NON-DOMINATION AND THE CONSTITUTIVE CHARACTER OF POWER
The idea of non-domination as form of empowerment is rooted in eco-feminist-activist-writer Starhawk's proposal for a three-fold schematic for understanding power (Starhawk 1987). This differentiates between 'power-from-within' as personal capacity and 'inner strength'; 'power-over' as power wielded so as to dominate the will of another; and 'power-with' as power wielded non-coercively amongst people who see themselves as equals.
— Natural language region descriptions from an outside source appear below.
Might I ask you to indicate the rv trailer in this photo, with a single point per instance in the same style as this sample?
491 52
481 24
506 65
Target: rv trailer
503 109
Holloway (2002) uses this schematic, recasting it through Marx's theory of alienation and simplifying 'power-from-within' to 'power-to' as the capacity to affect reality. In Capitalism, Holloway argues, the worker's 'power-to' is sold as labour-power, transforming it into an owner's 'power-over,' thereby alienating human begins from their capacity to do (ibid., 36, 37). However, as Gordon points out, this fails to account for inequalities of 'power-to' in non-capitalist relations, such as within anarchist groups (2010, 44). In a brilliant and influential book based on extensive empirical research, Gordon (2008) articulates and re-confirms what is arguably the dominant understanding of power in contemporary anarchist praxis. This draws on Starhawk's three-fold framework to analyse the sources of inequalities of 'power-to' within anarchist groups and expose the tension between overt and covert forms of power. Through signalling the possibility of productive power (as 'power-to' and 'power-with'), this framing seems to avoid an account of power as a 'constitutive outside' from a benign human subject and is attentive to the multiple and intersecting forms that oppression can take.